La terza operazione in Albania è stata organizzata dal governo in pochi giorni, tanto da non permettere un rinnovo del contratto con l’Organizzazione internazionale per le migrazioni (Oim). È uno degli elementi che distingue questo trasferimento dai due precedenti, e che nei fatti offre meno garanzie ai 49 naufraghi salvati al largo di Lampedusa e portati nei centri realizzati in base al protocollo Italia-Albania.

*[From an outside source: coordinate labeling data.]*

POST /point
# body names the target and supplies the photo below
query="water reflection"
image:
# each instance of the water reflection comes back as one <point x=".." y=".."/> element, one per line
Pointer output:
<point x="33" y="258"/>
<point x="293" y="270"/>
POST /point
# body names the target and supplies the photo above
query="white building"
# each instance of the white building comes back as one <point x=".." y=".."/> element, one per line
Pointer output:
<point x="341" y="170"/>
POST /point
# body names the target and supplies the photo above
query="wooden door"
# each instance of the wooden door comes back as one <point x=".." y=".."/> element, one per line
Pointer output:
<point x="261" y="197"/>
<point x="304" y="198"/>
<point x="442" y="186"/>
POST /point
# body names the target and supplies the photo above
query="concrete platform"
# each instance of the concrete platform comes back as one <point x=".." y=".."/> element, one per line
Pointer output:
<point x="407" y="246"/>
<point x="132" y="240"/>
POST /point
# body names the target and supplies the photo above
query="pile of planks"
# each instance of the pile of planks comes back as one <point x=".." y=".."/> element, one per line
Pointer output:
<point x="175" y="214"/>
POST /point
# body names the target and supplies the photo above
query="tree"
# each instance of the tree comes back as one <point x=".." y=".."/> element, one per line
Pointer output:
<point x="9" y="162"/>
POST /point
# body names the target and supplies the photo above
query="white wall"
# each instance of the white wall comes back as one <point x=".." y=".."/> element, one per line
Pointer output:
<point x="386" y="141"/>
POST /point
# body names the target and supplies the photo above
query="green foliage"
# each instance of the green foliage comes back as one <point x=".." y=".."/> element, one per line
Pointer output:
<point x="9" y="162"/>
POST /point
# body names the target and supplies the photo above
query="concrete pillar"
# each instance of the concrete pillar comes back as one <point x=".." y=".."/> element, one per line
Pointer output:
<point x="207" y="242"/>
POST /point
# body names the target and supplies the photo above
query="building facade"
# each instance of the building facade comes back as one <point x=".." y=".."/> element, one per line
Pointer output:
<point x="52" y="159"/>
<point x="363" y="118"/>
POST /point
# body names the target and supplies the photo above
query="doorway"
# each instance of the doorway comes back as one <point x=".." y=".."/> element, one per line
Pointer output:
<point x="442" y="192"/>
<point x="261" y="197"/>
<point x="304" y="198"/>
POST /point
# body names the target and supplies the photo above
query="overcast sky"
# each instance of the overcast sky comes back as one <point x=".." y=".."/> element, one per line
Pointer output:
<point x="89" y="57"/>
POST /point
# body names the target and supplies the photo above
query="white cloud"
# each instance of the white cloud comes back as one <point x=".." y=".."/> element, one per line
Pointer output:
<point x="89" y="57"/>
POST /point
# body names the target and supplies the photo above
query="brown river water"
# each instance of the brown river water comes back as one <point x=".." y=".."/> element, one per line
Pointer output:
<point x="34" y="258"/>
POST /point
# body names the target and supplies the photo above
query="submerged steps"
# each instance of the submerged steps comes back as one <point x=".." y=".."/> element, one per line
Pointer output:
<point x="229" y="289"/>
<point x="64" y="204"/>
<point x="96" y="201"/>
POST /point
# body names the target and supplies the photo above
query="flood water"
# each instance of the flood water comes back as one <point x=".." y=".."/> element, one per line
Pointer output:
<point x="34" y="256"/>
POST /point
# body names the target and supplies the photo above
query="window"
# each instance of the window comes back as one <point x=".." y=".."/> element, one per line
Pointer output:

Dopo la vicenda del generale libico Almasri, su cui pende un mandato d’arresto della Cpi per crimini contro l’umanità, i flussi dalla Libia sono ripresi e l’isola di Lampedusa, nonostante la stagione invernale, ha visto un’impennata improvvisa di sbarchi. Dal 19 gennaio, giorno dell’arresto del libico, al 27 gennaio il cruscotto statistico del Viminale segna oltre 2.800 arrivi.

«Mentre Giorgia Meloni manda 49 migranti a Shëngjin, in Italia ne sbarcano 3mila», ha detto Riccardo Magi, segretario di +Europa, evidenziando come i centri costruiti dall’altro lato dell’Adriatico non abbiano prodotto alcun «effetto deterrenza sugli arrivi».

Dopo un pre-screening fatto in mare, le autorità italiane hanno dichiarato eleggibili per il trattenimento in Albania 49 richiedenti asilo, in maggioranza provenienti dal Bangladesh, sei dall’Egitto, due dal Gambia e due dalla Costa d’Avorio. Stati inseriti dal governo nella lista dei paesi sicuri. Nei centri albanesi possono infatti essere portate solo persone provenienti da questi paesi, maggiorenni e non in condizioni di vulnerabilità, a cui possono essere applicate le procedure accelerate di frontiera.

Per questo, in serata, dopo le procedure di screening fatte al centro di Shëngjin, almeno cinque persone sono state considerate non compatibili con il trattenimento e per questo riportate in Italia, a Brindisi, con la stessa nave della Marina militare. Quattro perché minorenni e una perché in condizioni di vulnerabilità.

L’assenza dell’Oim

A monitorare le operazioni, oltre all’Unhcr, la deputata del Partito democratico Rachele Scarpa e alcuni rappresentanti del Tavolo asilo e immigrazione, che ha riscontrato «gravi violazioni in relazione all’accertamento della minore età e delle vulnerabilità, che deve avvenire prima del trasporto in Albania».

Nelle operazioni di screening questa volta però non erano presenti i mediatori e i Protection Officers dell’Oim, con un’esperienza decennale nelle operazioni di sbarco. Valutazioni molto complesse, segnala Scarpa, sono state lasciate «al personale medico della Marina militare, che ha sicuramente molte competenze, ma non sulle questioni che riguardano chi ha un percorso di migrazione», e non può assicurare «le stesse garanzie di terzietà» di un’agenzia Onu. Nel centro di Shëngjin è stato l’Usmaf a occuparsi di esaminare le condizioni dei naufraghi. 

La notizia della terza operazione è stata data all’Oim solo quattro giorni prima, non consentendo i tempi tecnici per un rinnovo del protocollo, che era stato stilato in una modalità pilota per i primi tre mesi. Anche l’accordo con l’Unhcr era in scadenza. Il rinnovo – di altri sei mesi – è stato però più semplice, fanno sapere, per il ruolo che ha l’agenzia nelle attività in Albania, cioè quello di monitoraggio.

Gli altri migranti sono stati invece portati a Gjadër, a una ventina di minuti dal porto, in un entroterra desolato. Qui, avranno un colloquio con la Commissione territoriale per la loro richiesta di asilo e dovranno comparire davanti ai giudici della Corte d’appello – dopo che il governo ha tolto la competenza alle sezioni specializzate – entro 48 ore, che decorreranno da mercoledì mattina. Se non verrà convalidato il trattenimento, come già accaduto, dovranno essere portati in Italia.

Questa terza deportazione è un azzardo del governo che ha deciso di non aspettare la decisione della Corte di giustizia dell’Ue e di interpretare a proprio modo le pronunce della Cassazione, che a dicembre ha stabilito la competenza del governo a stilare la lista dei paesi sicuri, ma il potere-dovere del giudice a valutare caso per caso.

Il rischio per il governo è quello di veder rientrare tutto il gruppo in Italia, ancora una volta, e di leggere decisioni simili a quelle precedenti, a costo di alzare sempre di più il livello dello scontro con la magistratura.